When Swinton repelled a Newton kill for match point, Walker dropped to the floor and the Wildcats piled all over each other in celebration.
“I told Payton that was the best block,” Ragler said. “That was the best way to end a point. I wanted to run up to her and just hug her so hard… but we all just crashed into each other.”
Two years ago, Yuscavage felt more relief than anything at winning the state championship because the Wildcats had been to the final or the semifinal five times previously without taking home the trophy.
This championship evoked different emotions.
“I felt more confident going in than we had (in the past) and I think it was just pure delight at that moment seeing their faces and seeing that dogpile,” said Yscavage, in her 15th season at Arundel.

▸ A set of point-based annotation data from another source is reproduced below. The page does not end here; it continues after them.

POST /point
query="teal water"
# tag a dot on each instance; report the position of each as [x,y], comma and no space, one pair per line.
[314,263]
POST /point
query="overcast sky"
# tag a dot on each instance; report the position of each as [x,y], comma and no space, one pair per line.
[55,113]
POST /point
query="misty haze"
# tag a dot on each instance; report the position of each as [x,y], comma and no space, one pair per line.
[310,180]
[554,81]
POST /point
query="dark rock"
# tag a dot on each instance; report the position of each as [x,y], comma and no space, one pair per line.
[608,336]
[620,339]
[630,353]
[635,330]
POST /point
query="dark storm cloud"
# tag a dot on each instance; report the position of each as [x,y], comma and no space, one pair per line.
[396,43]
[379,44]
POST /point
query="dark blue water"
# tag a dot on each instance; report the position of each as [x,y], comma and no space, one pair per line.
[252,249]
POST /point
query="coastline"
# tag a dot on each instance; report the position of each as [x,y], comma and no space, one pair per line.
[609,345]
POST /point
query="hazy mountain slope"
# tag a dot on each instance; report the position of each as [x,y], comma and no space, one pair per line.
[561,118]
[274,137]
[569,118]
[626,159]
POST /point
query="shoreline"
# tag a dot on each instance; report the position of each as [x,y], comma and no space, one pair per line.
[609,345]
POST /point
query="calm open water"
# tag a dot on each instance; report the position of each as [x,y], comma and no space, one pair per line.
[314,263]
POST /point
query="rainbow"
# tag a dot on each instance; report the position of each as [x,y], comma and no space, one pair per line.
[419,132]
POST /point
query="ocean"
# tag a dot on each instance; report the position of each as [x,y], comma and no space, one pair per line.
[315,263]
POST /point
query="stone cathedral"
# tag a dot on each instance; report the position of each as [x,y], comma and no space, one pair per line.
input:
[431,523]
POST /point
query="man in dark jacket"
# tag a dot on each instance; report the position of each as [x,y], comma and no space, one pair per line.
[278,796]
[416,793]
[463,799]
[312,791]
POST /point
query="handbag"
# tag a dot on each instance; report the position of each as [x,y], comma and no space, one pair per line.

Since falling to Broadneck Sept. 30, the Wildcats have won 14 straight matches and dropped just six sets — only one in the state playoffs.
“It feels amazing,” Barnes said. The “2019 team was such a different team, such a different dynamic… I think we all still came together with that same mindset of winning states just like in 2019, but we kind of approached it in a different way and I think that’s a really beautiful thing to be a part of and to have watched these past three years, just the team change — but the team culture never changes.”
Outside hitters Owens and Swinton finished with five kills each for the Wildcats, who were the only volleyball team to repeat as state champions this year. Niles had 14 assists and 13 digs while Barnes dished out nine assists and had five digs and three block assists. Senior libero Alannah Quick had eight digs.
The Raiders, who hadn’t reached the final four since 1986, got 11 kills from outside hitter Newton and 10 from middle hitter Shannen Litten. Setter Snyder had 23 assists. Newton and libero Emily Gaddis combined for 21 digs. All were among Leonardtown’s nine seniors who completed the best season in the history of the Southern Maryland school.